Le documentaire «La mosquée : une communauté menacée» permet de mesurer comment la tragédie de la Grande Mosquée de Québec a marqué la communauté musulmane.

Mosquée: l’ampleur des dommages

CHRONIQUE / Ils sont encore nombreux à refuser de qualifier la tuerie de la Grande Mosquée de Québec d’acte terroriste. «Je pense pas qu’il y ait de l’islamophobie au Québec», a dit notre premier ministre, François Legault. Pour plusieurs, Alexandre Bissonnette n’était qu’«un pauvre type», un être malade, qui n’a pas commis ces six meurtres par idéologie, mais dans un accès de folie.

Bien difficile de nier l’existence d’islamophobie au Québec après avoir vu La mosquée : une communauté menacée, que diffuse Canal D jeudi soir à 22h. Suivre le quotidien des proches des victimes de la tuerie, comme le fait Ariel Nasr dans ce documentaire, permet de mesurer l’ampleur des dégâts, de voir comment la tragédie du 29 janvier 2017 a bousillé leur vie. Et ça arrache le cœur.

Le sentiment d’insécurité de cette communauté à Québec ne s’est jamais atténué. Elle déplore que les discours haineux aient repris de plus belle, que des groupes d’extrême droite décomplexés soient sortis en public en lançant des propos racistes, dans l’impunité la plus totale. «Comment voulez-vous que je ne sois pas inquiet?» demande Rachid Rafah, né en Algérie, et qui est arrivé au Québec en 1975. «La police ne nous protège pas», dénonce-t-il.

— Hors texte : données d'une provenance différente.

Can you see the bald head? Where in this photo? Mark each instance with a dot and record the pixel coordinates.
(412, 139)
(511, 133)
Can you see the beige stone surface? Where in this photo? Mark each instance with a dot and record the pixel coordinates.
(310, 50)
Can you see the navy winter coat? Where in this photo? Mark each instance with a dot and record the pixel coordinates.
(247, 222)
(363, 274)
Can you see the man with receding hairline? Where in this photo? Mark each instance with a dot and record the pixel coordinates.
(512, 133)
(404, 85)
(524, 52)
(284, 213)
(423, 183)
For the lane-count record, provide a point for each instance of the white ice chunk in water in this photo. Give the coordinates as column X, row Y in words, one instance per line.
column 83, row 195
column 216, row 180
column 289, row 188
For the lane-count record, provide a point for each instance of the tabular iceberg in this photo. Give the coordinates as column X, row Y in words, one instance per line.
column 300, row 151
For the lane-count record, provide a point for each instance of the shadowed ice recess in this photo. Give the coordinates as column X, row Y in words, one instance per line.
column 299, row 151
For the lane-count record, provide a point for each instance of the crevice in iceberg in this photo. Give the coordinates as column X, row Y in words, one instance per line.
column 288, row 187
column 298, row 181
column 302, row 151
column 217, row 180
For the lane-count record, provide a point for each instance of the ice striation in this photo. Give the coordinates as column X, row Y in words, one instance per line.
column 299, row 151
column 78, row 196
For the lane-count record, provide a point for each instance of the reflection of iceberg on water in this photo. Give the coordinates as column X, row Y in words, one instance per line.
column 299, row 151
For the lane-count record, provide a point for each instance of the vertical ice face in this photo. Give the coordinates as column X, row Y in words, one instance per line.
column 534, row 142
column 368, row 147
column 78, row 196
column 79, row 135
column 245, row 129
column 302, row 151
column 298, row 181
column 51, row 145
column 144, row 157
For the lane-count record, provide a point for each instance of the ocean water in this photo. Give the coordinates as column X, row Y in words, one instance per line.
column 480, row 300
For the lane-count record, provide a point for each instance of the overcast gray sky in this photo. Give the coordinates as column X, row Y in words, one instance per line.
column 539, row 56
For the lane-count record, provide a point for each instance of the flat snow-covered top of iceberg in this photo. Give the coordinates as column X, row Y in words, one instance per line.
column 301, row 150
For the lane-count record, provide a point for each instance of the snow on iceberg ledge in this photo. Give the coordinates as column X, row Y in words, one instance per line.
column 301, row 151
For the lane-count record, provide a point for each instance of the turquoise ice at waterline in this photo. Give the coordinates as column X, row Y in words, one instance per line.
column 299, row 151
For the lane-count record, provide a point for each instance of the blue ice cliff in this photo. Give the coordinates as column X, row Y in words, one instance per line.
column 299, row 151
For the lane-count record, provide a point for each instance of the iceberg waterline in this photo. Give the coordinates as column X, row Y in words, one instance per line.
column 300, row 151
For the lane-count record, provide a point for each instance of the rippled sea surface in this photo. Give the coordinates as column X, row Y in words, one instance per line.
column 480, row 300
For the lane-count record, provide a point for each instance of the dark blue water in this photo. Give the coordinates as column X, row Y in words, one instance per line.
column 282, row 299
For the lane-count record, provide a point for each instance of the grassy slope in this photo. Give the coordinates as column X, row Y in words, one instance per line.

Les témoignages sont lourds de sens. Mohamed Hafid, qui a survécu à l’attaque de la mosquée, s’est fait dire par son fils de 10 ans : «Papa, je sais pas comment faire si je t’avais perdu. Pourquoi ils ont fait ça?» Le père ne sait que répondre, et la question tire les larmes. La douleur est encore vive pour Najat Naanaa, veuve d’une des victimes, Azzeddine Soufiane, qui confie à la caméra : «Ce jour-là, moi aussi, je suis morte.»

Placée au centre de tous ces témoignages, l’affirmation du premier ministre François Legault sur l’absence d’islamophobie au Québec choque et paraît absurde. C’est la force du documentaire : nous mettre au visage nos contradictions.

Au lendemain de la tragédie, l’ancien agent du SCRS, Michel Juneau-Katsuya, a affirmé que certains animateurs de radio de la région de Québec avaient «du sang sur les mains». Le documentaire ne va pas aussi loin, mais pointe du doigt, sans les nommer, certaines stations de la capitale qui attiseraient les discours haineux. Outre Sylvain Bouchard, qui avait estimé ne pas en avoir fait assez pour faciliter le dialogue avec la communauté musulmane, un geste noble, bien peu ont reconnu quelque tort que ce soit. Est-ce si difficile de faire preuve d’empathie envers des concitoyens qui ont vécu un drame sans nom et en portent toujours les séquelles, peu importe leur religion?

Ceux qui ont suivi de près le dossier, notamment dans les pages du Soleil, n’apprendront pas tant de choses en regardant La mosquée : une communauté menacée, qui date un peu — les dernières images ont été tournées en février. Mais l’œuvre est nécessaire pour saisir tous les dommages causés. Plusieurs visages vous seront même familiers, dont celui d’Aymen Derbali, survivant pris en charge par l’Institut de réadaptation en déficience physique après avoir reçu plusieurs balles, et qui suscite l’admiration par son courage et sa persévérance.

Le nom d’Alexandre Bissonnette ne sera prononcé qu’en fin de documentaire, alors que les familles apprennent le verdict de la cour, qu’elles trouvent infiniment trop clément et qu’elles reçoivent comme une claque au visage. Heureusement, on conclut l’heure sur une note d’espoir. Tout n’est pas noir : on souligne l’élan de solidarité et de sympathie de nombreux Québécois de souche à l’égard de la communauté musulmane de Québec. Il ressort toutefois de l’œuvre d’Ariel Nasr le sentiment qu’ils ont été abandonnés depuis, et qu’une commémoration annuelle ne suffira pas à apaiser leur peine et leur insécurité.